Avant de conclure son exposé, Vincent Dupriez a livré son point de vue sur la question de la réforme de l’école en Fédération Wallonie Bruxelles. En insistant à nouveau sur l’importance de parier sur les enseignants comme principaux acteurs, individuels et collectifs, du travail éducatif. Le renforcement de la formation initiale des enseignants et leur implication dans la conception des outils et des démarches, sont des mesures à prendre en considération dans toute tentative de changement du système éducatif. L’enjeu est double : « apprendre à agir en situation professionnelle (dimensions pédagogiques, sociales et culturelles du métier) et maîtriser les fondements du métier ». Les enseignants devraient avoir plus de pouvoir sur le contenu de leur métier, estime Vincent Dupriez, qui suggère une plus grande proximité avec la recherche en pédagogie. Il lui semble également important de « rendre la carrière d’enseignant plus attractive, avec plus de mobilité entre les fonctions et une différenciation des étapes de la carrière ». Il faudrait, selon lui, promouvoir une démarche visant à rendre le métier plus collectif, avec des dispositifs de travail, de formation et de collaboration limitant l’isolement et la privatisation des pratiques enseignantes.

Les échanges avec l’auditoire ont permis au conférencier d’insister sur l’importance « d’une politique de réforme conduite avec modestie, dans un cadre balisé par les autorités, avec des référentiels et un soutien à la formation continue et aux équipes éducatives », dans une démarche favorisant des échanges et collaborations entre enseignants et chercheurs.
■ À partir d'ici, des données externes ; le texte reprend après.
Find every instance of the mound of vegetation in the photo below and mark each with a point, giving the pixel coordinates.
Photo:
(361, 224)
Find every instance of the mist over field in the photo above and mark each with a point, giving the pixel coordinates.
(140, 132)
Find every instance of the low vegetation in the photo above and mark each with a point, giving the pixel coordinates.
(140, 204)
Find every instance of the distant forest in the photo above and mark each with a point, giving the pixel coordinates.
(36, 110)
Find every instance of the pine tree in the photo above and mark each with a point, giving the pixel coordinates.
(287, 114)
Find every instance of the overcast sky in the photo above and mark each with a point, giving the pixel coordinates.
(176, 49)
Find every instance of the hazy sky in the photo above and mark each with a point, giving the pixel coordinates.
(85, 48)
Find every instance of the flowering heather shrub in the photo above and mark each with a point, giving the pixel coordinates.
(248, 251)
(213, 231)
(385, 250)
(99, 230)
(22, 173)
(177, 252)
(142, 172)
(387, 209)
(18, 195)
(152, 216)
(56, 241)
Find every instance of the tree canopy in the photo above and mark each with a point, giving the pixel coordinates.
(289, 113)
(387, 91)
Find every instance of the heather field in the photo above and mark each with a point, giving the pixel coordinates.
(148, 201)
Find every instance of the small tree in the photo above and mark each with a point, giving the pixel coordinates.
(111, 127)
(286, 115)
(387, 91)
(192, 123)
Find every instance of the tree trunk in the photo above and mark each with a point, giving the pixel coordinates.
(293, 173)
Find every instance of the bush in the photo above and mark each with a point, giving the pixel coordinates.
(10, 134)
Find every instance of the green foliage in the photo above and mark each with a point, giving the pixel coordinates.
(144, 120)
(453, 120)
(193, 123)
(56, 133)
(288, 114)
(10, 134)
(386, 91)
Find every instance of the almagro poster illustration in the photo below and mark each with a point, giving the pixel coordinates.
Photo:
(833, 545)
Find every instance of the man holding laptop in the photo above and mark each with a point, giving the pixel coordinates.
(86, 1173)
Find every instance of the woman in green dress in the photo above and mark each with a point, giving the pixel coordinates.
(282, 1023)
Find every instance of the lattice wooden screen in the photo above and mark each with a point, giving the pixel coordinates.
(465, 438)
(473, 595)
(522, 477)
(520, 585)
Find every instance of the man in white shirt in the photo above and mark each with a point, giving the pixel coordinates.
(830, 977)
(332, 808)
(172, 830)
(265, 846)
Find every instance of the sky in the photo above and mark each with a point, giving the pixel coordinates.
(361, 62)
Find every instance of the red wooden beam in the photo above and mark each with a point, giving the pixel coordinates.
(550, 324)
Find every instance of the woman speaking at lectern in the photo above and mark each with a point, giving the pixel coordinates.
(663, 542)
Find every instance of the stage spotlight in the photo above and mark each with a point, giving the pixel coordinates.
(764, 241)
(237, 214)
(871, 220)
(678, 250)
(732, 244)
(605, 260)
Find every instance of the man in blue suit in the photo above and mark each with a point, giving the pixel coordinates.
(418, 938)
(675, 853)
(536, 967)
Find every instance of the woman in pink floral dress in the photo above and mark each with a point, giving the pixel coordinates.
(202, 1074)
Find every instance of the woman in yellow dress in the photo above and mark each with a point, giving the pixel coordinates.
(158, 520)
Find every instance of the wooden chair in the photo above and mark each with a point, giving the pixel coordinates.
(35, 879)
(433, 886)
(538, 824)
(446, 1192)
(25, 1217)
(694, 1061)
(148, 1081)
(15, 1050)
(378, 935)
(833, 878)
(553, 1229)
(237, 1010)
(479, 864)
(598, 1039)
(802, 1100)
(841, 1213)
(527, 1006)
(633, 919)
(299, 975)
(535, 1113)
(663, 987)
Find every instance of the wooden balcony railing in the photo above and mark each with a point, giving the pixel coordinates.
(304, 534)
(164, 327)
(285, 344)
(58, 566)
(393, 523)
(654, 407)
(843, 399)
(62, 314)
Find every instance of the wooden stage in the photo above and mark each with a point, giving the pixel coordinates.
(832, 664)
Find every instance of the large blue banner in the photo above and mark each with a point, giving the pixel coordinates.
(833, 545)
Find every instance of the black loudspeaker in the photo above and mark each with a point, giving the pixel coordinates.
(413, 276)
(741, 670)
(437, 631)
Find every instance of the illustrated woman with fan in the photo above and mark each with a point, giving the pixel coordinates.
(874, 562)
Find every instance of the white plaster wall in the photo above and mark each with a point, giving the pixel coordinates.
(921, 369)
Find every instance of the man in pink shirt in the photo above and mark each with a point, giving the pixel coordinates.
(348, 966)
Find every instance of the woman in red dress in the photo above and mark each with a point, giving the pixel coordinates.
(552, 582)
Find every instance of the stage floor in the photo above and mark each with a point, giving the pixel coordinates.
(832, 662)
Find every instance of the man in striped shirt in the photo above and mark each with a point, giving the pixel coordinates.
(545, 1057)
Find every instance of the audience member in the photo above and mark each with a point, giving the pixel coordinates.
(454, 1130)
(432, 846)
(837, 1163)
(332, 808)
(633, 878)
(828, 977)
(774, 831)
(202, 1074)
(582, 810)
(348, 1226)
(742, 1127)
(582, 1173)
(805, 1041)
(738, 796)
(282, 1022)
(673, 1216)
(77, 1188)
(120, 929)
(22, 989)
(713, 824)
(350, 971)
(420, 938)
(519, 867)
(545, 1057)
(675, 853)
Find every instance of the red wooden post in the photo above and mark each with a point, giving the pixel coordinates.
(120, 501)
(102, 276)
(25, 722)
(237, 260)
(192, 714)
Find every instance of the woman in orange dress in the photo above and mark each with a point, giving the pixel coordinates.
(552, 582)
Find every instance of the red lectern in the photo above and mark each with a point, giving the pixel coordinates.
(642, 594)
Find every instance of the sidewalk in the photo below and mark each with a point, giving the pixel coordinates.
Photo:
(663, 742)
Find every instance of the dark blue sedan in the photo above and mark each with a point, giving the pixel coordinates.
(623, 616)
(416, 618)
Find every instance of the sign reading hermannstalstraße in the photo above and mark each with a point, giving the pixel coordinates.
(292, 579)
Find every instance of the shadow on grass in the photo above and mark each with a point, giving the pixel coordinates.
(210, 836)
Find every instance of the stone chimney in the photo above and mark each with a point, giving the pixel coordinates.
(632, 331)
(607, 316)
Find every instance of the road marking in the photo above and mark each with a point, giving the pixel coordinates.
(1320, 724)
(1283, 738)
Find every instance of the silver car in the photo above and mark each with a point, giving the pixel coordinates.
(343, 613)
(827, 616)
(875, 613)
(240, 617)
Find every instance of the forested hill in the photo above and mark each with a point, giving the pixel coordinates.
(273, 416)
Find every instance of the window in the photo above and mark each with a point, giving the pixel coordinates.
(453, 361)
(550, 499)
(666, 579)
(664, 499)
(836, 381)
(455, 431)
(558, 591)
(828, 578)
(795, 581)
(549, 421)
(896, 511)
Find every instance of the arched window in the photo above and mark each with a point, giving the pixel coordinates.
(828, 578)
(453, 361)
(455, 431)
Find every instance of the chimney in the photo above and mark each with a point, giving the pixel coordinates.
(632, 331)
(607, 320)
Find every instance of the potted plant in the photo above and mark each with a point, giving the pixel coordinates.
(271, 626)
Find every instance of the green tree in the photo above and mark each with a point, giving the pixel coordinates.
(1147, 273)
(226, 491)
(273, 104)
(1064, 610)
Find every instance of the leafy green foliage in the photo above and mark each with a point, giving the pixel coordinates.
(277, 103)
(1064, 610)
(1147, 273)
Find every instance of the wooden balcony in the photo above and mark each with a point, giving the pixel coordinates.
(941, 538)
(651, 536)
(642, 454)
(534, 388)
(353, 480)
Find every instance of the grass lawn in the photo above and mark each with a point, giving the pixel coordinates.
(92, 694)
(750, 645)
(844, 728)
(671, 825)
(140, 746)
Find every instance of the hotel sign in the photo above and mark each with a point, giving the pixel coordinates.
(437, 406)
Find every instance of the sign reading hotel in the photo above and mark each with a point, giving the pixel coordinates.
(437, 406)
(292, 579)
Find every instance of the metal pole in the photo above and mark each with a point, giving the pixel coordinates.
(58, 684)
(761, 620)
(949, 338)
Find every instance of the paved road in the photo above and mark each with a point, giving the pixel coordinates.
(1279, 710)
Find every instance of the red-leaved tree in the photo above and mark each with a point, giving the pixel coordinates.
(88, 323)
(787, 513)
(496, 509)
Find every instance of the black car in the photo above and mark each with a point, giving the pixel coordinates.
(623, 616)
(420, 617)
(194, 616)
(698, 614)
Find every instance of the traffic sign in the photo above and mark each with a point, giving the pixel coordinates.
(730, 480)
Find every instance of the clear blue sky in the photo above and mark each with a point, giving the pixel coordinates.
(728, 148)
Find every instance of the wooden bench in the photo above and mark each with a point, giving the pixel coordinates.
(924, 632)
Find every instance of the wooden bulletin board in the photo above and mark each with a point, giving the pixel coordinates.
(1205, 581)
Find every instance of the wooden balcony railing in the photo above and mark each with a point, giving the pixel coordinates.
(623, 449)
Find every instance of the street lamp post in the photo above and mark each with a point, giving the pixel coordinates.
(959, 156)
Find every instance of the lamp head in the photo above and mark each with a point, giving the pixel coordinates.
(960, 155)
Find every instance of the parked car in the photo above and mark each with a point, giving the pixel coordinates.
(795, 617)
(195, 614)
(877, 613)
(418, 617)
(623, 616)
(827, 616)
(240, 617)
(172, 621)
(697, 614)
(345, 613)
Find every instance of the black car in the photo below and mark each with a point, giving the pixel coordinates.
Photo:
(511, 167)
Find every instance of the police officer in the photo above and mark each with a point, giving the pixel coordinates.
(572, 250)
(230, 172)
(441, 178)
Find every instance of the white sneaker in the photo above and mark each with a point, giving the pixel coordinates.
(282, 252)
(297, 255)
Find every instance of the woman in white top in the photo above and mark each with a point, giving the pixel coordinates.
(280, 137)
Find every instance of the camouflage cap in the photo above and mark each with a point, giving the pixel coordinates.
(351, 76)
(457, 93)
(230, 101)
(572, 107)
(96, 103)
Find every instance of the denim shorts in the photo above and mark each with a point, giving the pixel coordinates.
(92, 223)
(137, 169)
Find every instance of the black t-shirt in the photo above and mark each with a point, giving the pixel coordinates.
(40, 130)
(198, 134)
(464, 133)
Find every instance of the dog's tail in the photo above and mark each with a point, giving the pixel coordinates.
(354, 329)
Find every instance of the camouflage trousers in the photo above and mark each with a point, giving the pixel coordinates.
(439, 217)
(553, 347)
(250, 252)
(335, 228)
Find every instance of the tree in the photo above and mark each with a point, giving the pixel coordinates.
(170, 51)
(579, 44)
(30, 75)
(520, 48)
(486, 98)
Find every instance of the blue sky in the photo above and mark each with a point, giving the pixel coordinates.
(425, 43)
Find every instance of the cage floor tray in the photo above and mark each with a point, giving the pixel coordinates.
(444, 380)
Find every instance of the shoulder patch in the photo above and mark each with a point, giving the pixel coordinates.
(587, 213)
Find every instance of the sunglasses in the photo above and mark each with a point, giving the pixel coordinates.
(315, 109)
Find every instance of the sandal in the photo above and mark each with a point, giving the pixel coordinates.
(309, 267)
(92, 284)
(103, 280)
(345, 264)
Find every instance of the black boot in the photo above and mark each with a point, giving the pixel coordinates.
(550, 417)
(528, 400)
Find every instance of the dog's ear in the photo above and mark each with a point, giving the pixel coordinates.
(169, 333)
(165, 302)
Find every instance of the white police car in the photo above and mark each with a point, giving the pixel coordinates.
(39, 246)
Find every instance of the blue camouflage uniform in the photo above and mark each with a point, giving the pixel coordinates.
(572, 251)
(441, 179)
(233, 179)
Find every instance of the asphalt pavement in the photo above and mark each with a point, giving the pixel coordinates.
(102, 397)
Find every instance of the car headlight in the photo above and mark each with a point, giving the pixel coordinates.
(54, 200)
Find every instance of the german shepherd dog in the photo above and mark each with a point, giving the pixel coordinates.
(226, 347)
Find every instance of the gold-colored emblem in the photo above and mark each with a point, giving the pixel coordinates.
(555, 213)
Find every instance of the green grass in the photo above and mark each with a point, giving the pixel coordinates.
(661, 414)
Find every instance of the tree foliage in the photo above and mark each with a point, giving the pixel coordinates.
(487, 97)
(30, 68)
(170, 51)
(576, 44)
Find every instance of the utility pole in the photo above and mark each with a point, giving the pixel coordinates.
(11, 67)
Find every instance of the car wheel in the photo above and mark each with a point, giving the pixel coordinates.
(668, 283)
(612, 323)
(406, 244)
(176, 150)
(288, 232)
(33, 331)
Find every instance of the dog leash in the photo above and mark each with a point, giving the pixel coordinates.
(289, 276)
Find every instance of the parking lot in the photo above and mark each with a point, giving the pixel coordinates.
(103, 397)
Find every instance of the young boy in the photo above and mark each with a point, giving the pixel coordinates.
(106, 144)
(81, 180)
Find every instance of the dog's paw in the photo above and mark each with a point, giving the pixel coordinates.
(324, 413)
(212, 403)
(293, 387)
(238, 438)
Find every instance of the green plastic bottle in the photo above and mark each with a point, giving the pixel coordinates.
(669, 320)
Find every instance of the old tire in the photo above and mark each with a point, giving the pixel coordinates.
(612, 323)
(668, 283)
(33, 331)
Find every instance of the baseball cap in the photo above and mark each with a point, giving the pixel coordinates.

Sur le plan politique, certaines interventions n’ont pas manqué de souligner la difficulté de conduire une réforme de l’école qui suppose une vision et des transformations sur le long terme. Est-il possible de mettre en œuvre, au cours d’une législature, des idées et mesures ayant un impact durable sur les systèmes éducatifs et sur la mission de l’école ? Réponse d’un intervenant : le temps des hommes politiques n’est pas le temps de l’école.